Remarkably enough, given the injuries he’d suffered, of both a physical and emotional sort (he had, he said, been forced to lie in the road in a pool of his own blood and incisors for “a long time” before someone came to his rescue: minutes? hours? I wondered with a flinch), Ahmed didn’t seem especially distressed. He continued to mutter to himself and to sort through the trash and tie up the red roses with spare bits of wire. We gave him some money, and he put it in his pocket with a satisfied grin and one of his pet formulas, “Thank you very very much. Everything will be all right,” he would say when we slipped him a bill, though he made it clear that what he’d really like was clothing — any old pants, sweaters, or, best of all, shoes, we could spare. “Thank you very very much. Everything will be all right.”
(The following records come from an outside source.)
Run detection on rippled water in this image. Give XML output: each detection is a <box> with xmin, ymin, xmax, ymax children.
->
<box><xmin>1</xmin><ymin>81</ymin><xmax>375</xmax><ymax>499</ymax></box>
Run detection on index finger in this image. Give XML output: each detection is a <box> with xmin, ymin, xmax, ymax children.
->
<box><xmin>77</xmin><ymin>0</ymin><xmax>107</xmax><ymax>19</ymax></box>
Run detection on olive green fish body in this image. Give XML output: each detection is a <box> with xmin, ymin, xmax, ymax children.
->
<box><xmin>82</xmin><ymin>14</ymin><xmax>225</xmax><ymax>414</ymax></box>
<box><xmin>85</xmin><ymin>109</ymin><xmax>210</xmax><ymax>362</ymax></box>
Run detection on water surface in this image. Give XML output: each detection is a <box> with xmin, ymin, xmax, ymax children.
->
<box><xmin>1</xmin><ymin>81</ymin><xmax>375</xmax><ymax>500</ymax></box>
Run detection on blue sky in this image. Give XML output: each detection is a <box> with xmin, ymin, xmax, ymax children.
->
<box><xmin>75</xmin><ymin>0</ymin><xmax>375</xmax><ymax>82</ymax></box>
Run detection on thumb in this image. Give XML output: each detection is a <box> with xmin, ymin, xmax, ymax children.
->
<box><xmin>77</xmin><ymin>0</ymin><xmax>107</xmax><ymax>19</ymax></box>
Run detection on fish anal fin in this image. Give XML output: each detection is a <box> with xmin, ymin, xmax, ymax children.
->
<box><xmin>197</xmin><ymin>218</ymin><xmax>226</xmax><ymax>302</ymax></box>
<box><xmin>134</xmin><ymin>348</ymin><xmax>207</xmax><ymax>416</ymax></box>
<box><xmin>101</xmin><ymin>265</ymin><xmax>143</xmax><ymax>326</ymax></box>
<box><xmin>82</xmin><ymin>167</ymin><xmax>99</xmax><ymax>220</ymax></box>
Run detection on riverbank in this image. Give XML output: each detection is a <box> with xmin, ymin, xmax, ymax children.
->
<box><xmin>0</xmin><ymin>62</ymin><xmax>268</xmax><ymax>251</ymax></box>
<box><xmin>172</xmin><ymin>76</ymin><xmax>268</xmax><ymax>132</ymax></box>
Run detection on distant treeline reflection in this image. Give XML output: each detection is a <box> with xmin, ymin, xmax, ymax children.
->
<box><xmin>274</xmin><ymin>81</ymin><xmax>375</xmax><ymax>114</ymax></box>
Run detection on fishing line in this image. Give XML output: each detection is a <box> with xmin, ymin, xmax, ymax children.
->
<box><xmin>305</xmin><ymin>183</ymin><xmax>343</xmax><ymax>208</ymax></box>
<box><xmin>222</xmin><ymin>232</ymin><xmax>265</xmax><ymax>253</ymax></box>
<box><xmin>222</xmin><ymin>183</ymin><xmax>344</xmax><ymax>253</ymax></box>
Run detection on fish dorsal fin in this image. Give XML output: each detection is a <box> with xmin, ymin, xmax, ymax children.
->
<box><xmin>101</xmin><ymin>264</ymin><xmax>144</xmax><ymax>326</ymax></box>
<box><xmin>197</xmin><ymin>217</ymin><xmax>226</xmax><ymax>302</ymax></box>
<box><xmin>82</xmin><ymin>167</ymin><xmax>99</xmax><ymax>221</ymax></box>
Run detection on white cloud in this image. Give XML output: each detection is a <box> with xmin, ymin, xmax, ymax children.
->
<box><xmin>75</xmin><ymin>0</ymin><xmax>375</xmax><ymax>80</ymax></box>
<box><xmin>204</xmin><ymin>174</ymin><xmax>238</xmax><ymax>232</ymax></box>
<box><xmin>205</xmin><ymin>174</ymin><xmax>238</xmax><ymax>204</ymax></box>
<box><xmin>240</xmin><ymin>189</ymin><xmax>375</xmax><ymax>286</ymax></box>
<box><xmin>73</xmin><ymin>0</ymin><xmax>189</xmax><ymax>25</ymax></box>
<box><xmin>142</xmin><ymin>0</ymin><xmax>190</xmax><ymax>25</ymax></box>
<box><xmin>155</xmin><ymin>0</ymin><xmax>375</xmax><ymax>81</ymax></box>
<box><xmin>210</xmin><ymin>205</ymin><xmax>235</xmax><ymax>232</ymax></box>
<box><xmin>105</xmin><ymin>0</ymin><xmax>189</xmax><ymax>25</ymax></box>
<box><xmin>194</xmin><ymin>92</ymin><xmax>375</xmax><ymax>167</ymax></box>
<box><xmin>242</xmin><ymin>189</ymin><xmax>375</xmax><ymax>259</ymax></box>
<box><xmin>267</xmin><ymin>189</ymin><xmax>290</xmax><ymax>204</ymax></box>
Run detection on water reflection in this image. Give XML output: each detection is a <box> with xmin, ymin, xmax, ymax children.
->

This was not, though, the last of his disappearances. A while after his accident and recovery, he vanished yet again. And again we asked ourselves, What happened? Was he ill once more or had something inside of him snapped as a result of his wounds and the way he’d been ignored by those cars speeding by? Or was there some other reason for his absence? He never returned to explain. The last time I saw Ahmed was the first time I ever saw him truly upset: He was sitting on a stoop at the bottom of our street, and he seemed to me to be sobbing. I approached him and asked what was wrong. “Son of a bitch, son of a bitch,” he kept saying. He was clutching his burlap sack and his eyes were wet, though I do not know if he was crying or sick. He kept coughing. “Son of a bitch. All day, I work all day. They pay five shekel, chamsa shekel, ya ben zona.” He slipped into Arabic numbers but stuck to Hebrew curses. He did not appear to be angry at me, but hurt by the way he’d been used by our neighbors. And while it is tempting to assign his tears to a sudden awareness of the larger, longer, deeper injustice of his situation — here he was, an impoverished Palestinian, swabbing for pennies the once-Arab-owned steps of the Jews’ house — that does not seem right: Ahmed was, again, very practical in his complaints. Something particular had happened that day and it had upset him profoundly. What? “Chamsa shekel, son of a bitch …” When I tried to offer help and clarify what exactly had gone on (five shekels, about $1.25 at the time, was indeed an offensively minuscule sum to pay for a full day’s work, which should have brought him one hundred shekels at the very least), he looked up but right through me, without answering, then finally propped himself to standing and walked away, shaking his head, wiping his eyes, coughing, cursing.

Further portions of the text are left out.